Many biologically active polyunsaturated fatty acids have one or more carbon-carbon double bonds in the cis configuration. Free radicals have been reported to support isomerization of these bonds to a less desirable trans configuration. Cis/trans isomerization can adversely effect polyunsaturated compounds intended for pharmaceutical use, for example, by reducing biological activity, and/or complicating synthesis. See, for example, C. Ferreri et al. (2007) Mol. Biotech. 37:19; Chatgilialoglu, C et al. (2002) Free Rrad. Biology & Medicine, 33: 1681; and WO 2002/100991.
Some, but not all, free radicals have been reported to support cis/trans isomerism of particular polyunsaturated compounds. It is believed that the kinetics of radical-mediated oxidation depend on several parameters including the chemical nature of the unsaturated compound to be made, temperature, pH, presence or absence of light, oxygen, etc. Free radicals have been reported to occur naturally in the environment or as unwanted by-products that are produced from certain chemical reactions. See, for example, Mengele, E. A et al. (2010) Mos. Univ. Chemistry Bull 65: 210.
There have been attempts to reduce oxidation and cis/trans isomerism of carbon-carbon double bonds. In one approach, an antioxidant such as octyl gallate, ascorbic acid, a polyphenol, mercaptoethanol, beta-carotene, or 2,6,-di-tert-butyl-4-methylphenol (BHT), for example, is added to reduce unwanted oxidation reactions. See Mengele, E. A, ibid; Klein, E and N. Weber (2001) J. Agric. Food Chem. 49: 1224; and Hung, W-L, et al. (2011) J. Agric. Food Chem. 1968.
There have been reports that certain polyunsaturated trifluoromethyl ketone compounds have useful biological activities. See, for example, U.S. Pat. No. 7,687,543; Huwiler, A et al. (2012) Br. J. Pharm. 167: 1691.
Methods for preparing particular polyunsaturated ketones have been disclosed. In one method disclosing the synthesis of particular polyunsaturated trifluoromethyl ketones, a Mitsunobu-type reaction was used to transform an alcohol to the corresponding thioester. Further chemical reactions were said to produce the polyunsaturated trifluoromethyl ketone (compound 18 therein) in 71% yield. See Holmeide, A and L. Skattebol (2000) J. Chem. Soc. Perkin Trans. 1: 2271.
There is general recognition that a compound intended for pharmaceutical use should be produced in high yield, e.g. 70% or more. Less than satisfactory yields can be associated with unwanted side products. These can be costly or difficult to remove from the main product (API), thereby making further pharmaceutical development difficult. Additionally, regulatory agencies often require a detailed analysis of side products in compounds intended for pharmaceutical use. This requirement can make scale-up costs prohibitive.

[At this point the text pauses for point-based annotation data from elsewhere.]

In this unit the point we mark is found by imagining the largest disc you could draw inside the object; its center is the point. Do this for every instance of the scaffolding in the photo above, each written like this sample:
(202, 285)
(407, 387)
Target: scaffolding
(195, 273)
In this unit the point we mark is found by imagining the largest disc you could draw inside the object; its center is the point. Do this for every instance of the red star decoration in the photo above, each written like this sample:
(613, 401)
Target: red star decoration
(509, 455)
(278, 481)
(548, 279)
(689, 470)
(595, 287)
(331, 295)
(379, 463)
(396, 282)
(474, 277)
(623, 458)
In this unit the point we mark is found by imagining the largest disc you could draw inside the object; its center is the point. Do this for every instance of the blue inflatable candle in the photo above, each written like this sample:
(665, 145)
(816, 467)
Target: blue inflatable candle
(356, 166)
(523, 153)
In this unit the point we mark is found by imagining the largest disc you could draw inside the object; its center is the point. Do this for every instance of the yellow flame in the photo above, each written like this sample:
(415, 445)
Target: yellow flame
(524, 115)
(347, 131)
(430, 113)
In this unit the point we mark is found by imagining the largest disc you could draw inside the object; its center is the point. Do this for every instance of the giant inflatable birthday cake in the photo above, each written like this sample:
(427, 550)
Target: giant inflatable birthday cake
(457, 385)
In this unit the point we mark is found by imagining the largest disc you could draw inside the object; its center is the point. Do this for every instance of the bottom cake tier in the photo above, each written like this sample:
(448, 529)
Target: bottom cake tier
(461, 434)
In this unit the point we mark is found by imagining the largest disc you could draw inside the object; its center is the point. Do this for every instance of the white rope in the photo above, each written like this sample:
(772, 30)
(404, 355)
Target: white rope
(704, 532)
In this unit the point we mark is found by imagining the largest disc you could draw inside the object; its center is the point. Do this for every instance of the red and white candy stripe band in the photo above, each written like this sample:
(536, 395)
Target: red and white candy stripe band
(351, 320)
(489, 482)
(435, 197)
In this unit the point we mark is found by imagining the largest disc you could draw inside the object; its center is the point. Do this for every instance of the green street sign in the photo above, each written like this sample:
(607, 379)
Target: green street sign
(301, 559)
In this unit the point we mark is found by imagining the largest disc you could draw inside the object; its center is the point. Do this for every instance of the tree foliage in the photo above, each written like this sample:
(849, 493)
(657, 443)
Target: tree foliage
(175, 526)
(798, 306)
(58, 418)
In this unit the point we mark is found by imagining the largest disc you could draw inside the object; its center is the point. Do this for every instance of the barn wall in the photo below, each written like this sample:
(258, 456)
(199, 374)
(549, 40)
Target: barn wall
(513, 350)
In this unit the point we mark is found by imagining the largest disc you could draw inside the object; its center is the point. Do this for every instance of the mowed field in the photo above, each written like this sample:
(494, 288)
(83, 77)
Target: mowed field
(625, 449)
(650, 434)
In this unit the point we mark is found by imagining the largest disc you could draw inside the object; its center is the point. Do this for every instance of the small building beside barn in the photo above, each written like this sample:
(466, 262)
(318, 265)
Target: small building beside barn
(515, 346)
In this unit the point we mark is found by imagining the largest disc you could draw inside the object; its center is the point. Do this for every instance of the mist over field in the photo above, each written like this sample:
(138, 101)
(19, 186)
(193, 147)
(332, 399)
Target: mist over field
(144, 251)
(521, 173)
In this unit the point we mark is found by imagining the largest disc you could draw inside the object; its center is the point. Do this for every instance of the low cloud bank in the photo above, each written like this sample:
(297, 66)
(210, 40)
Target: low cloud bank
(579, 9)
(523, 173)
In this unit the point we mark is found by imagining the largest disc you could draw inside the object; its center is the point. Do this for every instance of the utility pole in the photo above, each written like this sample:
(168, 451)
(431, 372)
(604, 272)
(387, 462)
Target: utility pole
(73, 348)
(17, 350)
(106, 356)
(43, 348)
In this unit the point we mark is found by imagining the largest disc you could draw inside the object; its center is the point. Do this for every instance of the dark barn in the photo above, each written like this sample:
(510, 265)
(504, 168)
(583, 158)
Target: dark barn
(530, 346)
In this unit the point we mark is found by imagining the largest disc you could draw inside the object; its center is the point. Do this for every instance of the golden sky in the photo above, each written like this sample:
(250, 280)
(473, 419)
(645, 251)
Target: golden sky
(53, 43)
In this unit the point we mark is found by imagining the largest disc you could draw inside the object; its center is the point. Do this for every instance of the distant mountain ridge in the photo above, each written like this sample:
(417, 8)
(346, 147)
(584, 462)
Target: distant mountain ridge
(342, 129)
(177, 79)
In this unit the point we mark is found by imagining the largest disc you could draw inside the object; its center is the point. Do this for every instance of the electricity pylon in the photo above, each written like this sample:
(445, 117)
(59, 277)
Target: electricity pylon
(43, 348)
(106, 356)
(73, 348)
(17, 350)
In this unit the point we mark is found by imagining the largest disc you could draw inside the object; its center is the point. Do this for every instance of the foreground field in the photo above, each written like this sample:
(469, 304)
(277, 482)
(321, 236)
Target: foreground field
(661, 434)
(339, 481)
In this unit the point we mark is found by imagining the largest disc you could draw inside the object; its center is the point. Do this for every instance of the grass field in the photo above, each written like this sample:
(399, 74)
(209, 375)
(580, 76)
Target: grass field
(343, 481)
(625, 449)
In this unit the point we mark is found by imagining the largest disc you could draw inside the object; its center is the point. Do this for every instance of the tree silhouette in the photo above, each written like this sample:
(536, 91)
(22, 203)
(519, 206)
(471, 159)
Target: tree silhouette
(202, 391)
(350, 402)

The Mitsunobu reaction is reported to involve the addition of a new functional group, often an ester, to a primary or secondary alcohol using, among other reagents, a phosphine and an azodicarboxylate. The mechanism of reaction is reported to be complex and there is controversy about the identity of the reaction intermediates. See, for example, But, T and P. Toy (2007) Chem. Asian J. 2: 1340; and Swamy, K. C et al. (2009) Chem. Rev. 109: 2551. This makes the outcome of certain Mitsonobu reactions difficult to predict.
In many instances, a Mitsunobu reaction is conducted by mixing the alcohol, carboxylic acid reactant and phosphine together in solvent at low temperature. Next, the azodicarboxylate is usually added and the reaction stirred for several hours to allow the carboxylic acid to react with the alcohol to form an ester. The present inventors have found that this process gives impurities in the context of the polyunsaturated compounds of the invention. For example, this reaction order often leads to unwanted oxidation, and/or cis/trans isomerism and leads to clear impurity peaks on HPLC.
The present inventors seek a process for the manufacture of a polyunsaturated ester or thioester and eventually a corresponding polyunsaturated ketone that produces, after suitable purification, a pharmaceutical grade compound with minimal oxidation and cis/trans isomerization by products.